Wenn das Wahlergebnis angefochten wird

Im Superwahljahr 2024 sind sogar Musterschreiben im Gespräch, um die Rechtmäßigkeit von Wahlen in Zweifel zu ziehen. Wie der Stadtrat von Calbe an der Saale erfolgreich auf eine Wahlanfechtung reagierte – und welche Folgen die juristische Auseinandersetzung dennoch für den Bürgermeister hatte.

Wiedergewählt! Sven Hause hat es geschafft. Knapp 70 Prozent holt er bei der Bürgermeisterwahl, die drei Gegenkandidaten hat er bei der Abstimmung weit hinter sich gelassen. Auf sie entfallen jeweils rund 12, 11 und 8 Prozent der Stimmen. „Für mich ist das ein schönes Ergebnis“, sagt Hause in einer ersten Reaktion. „Es zeigt, dass die meisten Bürger doch zufrieden mit meiner bisherigen Arbeit waren.“ Sieben Jahre – eine Amtsperiode – hat er zu diesem Zeitpunkt hinter sich. Nun will er weitere sieben Jahre die Herausforderungen in seiner Heimatstadt Calbe an der Saale anpacken. Die sachsen-anhaltinische 8.400-Einwohner-Stadt kämpft seit der deutschen Wiedervereinigung gegen den Bevölkerungsschwund und für mehr Arbeitsplätze. Sven Hause ist froh, dass der anstrengende Wahlkampf vorbei ist – und auch ein wenig stolz auf seinen Erfolg.

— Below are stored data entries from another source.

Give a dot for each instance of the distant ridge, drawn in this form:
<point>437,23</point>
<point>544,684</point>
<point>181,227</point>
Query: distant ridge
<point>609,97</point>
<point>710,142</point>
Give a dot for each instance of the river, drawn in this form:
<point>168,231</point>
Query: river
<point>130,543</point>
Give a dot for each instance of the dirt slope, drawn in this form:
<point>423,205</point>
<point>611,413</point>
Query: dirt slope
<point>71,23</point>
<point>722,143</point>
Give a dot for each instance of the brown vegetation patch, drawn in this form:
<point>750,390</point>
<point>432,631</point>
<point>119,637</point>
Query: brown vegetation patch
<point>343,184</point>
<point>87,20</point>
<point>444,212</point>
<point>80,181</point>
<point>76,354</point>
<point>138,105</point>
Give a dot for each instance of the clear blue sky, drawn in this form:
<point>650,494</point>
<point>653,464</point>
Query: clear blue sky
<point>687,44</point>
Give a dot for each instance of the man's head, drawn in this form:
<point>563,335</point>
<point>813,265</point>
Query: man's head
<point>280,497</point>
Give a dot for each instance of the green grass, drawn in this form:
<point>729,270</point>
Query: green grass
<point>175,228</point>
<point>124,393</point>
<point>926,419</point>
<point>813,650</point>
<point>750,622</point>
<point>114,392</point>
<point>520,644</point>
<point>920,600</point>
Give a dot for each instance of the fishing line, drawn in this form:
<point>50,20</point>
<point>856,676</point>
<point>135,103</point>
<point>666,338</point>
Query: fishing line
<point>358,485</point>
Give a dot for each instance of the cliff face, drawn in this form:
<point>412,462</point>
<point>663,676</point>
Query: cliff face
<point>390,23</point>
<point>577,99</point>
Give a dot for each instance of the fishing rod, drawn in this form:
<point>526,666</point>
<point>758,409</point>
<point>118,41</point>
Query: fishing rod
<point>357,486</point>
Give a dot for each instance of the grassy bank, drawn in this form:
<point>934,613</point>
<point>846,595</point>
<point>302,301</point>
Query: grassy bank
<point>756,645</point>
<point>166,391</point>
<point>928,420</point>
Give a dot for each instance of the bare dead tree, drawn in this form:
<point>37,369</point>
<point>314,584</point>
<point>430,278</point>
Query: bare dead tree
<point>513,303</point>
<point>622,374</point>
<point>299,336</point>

Wahlanfechtung mit Konsequenzen

Der frisch gewählte Bürgermeister freut sich zu früh. An einem 6. Juni war die Wahl. Die Einspruchsfrist war noch nicht abgelaufen, da traf das Schreiben, datiert vom 15. Juni, im Rathaus ein. Einer der drei Mitbewerber um das Amt des Bürgermeisters hatte sich dazu entschieden, die Wahl anzufechten. Genauer gesagt: Er klagte gegen den Stadtrat, der die Wahl für gültig erklärt hat. „Ich blieb zuerst mal ganz entspannt“, erinnert sich Sven Hause im Gespräch mit KOMMUNAL. „Denn unserer Meinung nach war es zu keinen Fehlern gekommen.“ Doch dann führte die Wahlanfechtung zu Konsequenzen, mit denen er nicht gerechnet hatte.  Auch wenn sie am Ende als erfolglos für den Kläger endete.

„Zunehmend werden in Deutschland Wahlen wegen vermeintlicher Wahlfehler angegriffen“, stellt Rechtsanwalt Dominik Lück von der Kanzlei Dombert fest. Auch in diesem Jahr sei damit zu rechnen.  Er verweist dabei auf angebliche Erwägungen, vor den kommenden Wahlen ein Musterschreiben zu entwickeln, um die Rechtmäßigkeit von Wahlen in Zweifel zu ziehen. Kandidaten und Kommunen sollten mit verstärkten Wahlanfechtungen zumindest rechnen, so Lück.

Dominik Lück Anwalt bei Dombert Rechtsanwälte

Wahlbetrugs-Vorwürfe könnten gezielt

erhoben werden.“

Dominik Lück, Anwalt

„Die Verfahren sind meist ohne Aussicht auf Erfolg“, beruhigt der Anwalt. Dennoch führe eine Wahlanfechtung oft dazu, „dass etwas hängen“ bleibt – und die Legitimation künftiger Wahlen womöglich bereits vorher von bestimmten politischen Kräften infrage gestellt werde.  Neben der Europawahl finden im Juni im Superwahljahr 2024 in acht Bundesländern Kommunalwahlen statt, in Thüringen bereits im Mai. Im September sind die Bürger und Bürgerinnen in Sachsen, Thüringen und Brandenburg dazu aufgerufen, den Landtag neu zu wählen. Der Jurist fasst die Schwierigkeiten zusammen: „Wenn eine Wahl angefochten wird, berichtet natürlich auch die Presse darüber und selbst wenn die Vorwürfe sich als haltlos herausstellen, bleibt bei vielen Bürgern meist etwas hängen.“ Außerdem ziehen sich solche Verfahren häufig in die Länge.“ Und je mehr Wahlen angefochten werden, desto mehr Misstrauen in den Staat und in die Demokratie würden gesät, gibt der Anwalt zu bedenken.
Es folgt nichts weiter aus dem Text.